From writing articles and reports, to explaining advanced concepts in a simple way, and even writing code – ChatGPT has accelerated the future and spurred on a modern revolution, similar to the iPhone launch starting the smartphone revolution back in 2007. It’s so powerful, it’s even passed legal bar exams, US SATs, and much more. It’s become such an issue that other people have created tools to detect work generated by ChatGPT, and schools and universities are rushing to combat it.
Yet, it almost seems futile to try and fight against it. In the end, this is an emerging technology. Thanks to the massive leap OpenAI has made, Microsoft has gone all-in trying to get users to adopt it. They’ve added ChatGPT functionality to their Bing search, and soon the Microsoft Suite will have something called ‘Co-Pilot’, this is an AI that will help you generate Word documents, take meeting notes for meetings you don’t even attend, create PowerPoint slides, and so much more.

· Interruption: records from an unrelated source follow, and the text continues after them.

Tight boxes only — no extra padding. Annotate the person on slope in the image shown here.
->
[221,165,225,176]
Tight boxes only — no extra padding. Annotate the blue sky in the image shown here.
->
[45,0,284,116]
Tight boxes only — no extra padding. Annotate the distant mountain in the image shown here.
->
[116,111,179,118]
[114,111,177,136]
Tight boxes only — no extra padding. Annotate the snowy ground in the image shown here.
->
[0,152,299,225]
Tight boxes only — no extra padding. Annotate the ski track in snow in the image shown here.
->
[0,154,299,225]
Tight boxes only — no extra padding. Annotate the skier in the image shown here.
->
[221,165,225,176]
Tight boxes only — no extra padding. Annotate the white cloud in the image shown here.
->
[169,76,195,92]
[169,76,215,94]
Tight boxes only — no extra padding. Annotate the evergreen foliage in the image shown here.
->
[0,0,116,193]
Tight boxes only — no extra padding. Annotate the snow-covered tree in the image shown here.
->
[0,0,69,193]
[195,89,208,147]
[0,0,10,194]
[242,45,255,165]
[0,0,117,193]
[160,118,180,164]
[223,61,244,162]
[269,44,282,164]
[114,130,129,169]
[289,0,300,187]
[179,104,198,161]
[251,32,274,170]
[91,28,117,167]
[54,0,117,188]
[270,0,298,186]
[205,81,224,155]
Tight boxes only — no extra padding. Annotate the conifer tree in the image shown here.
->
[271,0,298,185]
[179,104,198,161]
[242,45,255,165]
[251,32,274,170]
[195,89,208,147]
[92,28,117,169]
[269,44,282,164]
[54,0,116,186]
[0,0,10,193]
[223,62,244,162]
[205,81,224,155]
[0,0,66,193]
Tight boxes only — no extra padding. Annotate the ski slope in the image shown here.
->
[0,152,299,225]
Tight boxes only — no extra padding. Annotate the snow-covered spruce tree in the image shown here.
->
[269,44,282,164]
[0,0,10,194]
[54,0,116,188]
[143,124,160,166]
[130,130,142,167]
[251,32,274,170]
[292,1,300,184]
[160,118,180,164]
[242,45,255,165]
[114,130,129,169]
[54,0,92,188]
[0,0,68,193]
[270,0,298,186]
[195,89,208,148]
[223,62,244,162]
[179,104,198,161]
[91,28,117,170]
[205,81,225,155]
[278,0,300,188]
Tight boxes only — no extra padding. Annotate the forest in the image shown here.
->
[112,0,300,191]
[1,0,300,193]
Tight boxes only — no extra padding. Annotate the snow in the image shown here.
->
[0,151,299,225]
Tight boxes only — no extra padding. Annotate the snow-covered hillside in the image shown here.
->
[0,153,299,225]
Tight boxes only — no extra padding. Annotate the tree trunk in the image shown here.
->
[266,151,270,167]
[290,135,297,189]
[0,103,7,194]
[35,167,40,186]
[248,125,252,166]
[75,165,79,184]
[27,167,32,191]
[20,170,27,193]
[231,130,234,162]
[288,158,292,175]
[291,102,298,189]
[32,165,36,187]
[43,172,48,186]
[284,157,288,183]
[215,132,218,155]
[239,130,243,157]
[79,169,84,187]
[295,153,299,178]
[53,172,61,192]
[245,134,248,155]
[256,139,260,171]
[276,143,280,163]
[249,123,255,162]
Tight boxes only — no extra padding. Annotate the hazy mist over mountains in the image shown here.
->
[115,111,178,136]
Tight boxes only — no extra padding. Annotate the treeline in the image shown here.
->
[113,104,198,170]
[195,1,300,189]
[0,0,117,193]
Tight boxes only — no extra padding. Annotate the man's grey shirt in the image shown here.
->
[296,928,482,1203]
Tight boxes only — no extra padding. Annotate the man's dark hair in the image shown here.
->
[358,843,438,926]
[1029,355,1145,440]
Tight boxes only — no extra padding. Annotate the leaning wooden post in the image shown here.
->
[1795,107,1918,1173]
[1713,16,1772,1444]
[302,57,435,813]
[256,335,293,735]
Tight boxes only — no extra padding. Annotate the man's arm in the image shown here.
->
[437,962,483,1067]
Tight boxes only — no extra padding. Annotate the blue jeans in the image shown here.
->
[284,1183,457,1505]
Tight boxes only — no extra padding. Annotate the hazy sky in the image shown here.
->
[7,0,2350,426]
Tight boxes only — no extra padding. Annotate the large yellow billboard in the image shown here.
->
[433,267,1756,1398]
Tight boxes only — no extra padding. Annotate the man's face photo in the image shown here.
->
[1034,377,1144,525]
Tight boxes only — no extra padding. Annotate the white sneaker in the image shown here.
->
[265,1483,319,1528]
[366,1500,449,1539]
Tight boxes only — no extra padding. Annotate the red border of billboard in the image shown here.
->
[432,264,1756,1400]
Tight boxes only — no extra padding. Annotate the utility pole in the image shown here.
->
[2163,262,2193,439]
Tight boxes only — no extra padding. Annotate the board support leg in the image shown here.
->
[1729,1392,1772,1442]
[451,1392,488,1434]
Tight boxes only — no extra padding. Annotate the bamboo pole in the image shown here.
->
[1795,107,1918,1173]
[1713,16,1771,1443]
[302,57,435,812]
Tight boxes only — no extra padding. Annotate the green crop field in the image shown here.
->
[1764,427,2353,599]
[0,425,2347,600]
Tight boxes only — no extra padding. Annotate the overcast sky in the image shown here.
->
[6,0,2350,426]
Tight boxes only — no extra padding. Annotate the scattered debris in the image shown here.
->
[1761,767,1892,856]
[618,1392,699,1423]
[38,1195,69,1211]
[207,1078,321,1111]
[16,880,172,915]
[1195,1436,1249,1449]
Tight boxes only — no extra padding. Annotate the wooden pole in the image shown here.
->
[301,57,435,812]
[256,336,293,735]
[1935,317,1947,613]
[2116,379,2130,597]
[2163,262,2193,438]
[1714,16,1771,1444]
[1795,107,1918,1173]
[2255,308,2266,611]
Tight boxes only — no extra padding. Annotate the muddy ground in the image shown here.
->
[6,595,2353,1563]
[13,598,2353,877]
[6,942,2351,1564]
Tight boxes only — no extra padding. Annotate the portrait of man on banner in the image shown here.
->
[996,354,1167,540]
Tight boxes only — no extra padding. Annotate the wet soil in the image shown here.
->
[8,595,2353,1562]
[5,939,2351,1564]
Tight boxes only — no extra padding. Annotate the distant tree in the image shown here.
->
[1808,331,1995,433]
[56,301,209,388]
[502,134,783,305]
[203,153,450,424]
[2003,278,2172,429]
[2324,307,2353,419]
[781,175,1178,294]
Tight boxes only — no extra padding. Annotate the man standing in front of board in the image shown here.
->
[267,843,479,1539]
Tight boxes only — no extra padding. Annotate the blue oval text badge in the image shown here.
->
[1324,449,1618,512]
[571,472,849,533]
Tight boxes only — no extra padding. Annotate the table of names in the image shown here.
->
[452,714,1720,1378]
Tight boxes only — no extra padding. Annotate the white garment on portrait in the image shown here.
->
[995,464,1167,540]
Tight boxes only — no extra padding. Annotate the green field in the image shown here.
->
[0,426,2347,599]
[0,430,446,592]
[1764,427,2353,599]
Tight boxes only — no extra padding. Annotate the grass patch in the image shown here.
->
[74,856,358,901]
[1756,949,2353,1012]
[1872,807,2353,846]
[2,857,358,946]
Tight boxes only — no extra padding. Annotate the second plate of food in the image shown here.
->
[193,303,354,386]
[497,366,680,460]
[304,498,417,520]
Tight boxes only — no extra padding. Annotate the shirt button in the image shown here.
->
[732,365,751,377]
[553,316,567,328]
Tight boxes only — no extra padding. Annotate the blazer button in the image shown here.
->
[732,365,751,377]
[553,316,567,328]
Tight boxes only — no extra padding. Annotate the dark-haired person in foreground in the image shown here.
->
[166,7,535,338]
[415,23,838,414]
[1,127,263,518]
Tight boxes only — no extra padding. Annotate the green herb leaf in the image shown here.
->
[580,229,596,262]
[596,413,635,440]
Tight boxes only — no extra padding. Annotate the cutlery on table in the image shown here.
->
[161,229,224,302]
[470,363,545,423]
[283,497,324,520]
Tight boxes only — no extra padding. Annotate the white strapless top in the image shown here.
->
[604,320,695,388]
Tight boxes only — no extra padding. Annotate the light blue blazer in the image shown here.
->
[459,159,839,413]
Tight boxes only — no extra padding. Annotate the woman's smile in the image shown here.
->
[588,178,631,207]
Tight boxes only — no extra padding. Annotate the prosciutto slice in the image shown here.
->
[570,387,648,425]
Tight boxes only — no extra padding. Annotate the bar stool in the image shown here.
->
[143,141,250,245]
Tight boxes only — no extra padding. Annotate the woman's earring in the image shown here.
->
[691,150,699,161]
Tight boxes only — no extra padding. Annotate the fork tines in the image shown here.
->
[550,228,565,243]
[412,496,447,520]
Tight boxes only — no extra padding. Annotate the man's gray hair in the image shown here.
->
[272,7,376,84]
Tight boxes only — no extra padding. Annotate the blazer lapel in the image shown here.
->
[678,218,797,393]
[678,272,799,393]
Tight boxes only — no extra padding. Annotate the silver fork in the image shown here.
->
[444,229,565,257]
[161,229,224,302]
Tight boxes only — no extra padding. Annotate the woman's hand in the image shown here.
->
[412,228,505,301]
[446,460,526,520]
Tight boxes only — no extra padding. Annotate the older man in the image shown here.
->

Even Google has been forced to react. With their main business of Google search under threat, they’ve reacted with their own AI, known as ‘Bard’. While not as advanced as ChatGPT at this stage, there’s little doubt that AI has become a key priority for Google now.
So, AI is now a big deal. Does that mean there’s only a limited amount of time before everyone loses their jobs and a social crisis is upon us? Well, no. Not really.
If you play with these AI tools long enough, you begin to realise there’s a distinct lack of something. Whether it’s the image generators never quite managing to recreate human hands, the AI voices sounding a bit eerie, or ChatGPT replying in a very logical and cold way – you could argue it’s missing a crucial component: ‘humanity. But at a basic level, it just seems a bit repetitive and isn’t always correct. While amazing, anything it generates still needs a human to review and change it before it’s correct.
Certainly, from the direction the major companies are heading, it seems AI tools will be used to assist humans rather than replace them. Instead of creating a first draft of a report, the AI tool can do it, and you can make tweaks instead. Or instead of creating a PowerPoint slide deck from scratch, AI can start you off. Even with coding, if you’re stuck on something, AI can suggest an algorithm or code to get you going again.
If you’re fearing for your job, then you should play with these tools to get a sense of what I’m talking about. Least of all, because you will likely need to embrace it in the near future. While it’s true some jobs will be automated, as has happened in the manufacturing sector already, it’s not all bad news. It’s anticipated that AI will create 97 million new jobs by 2025 according to the World Economic Forum.
The AI revolution will come, but not in the form we all expected. You just need to make sure you’re ready for it.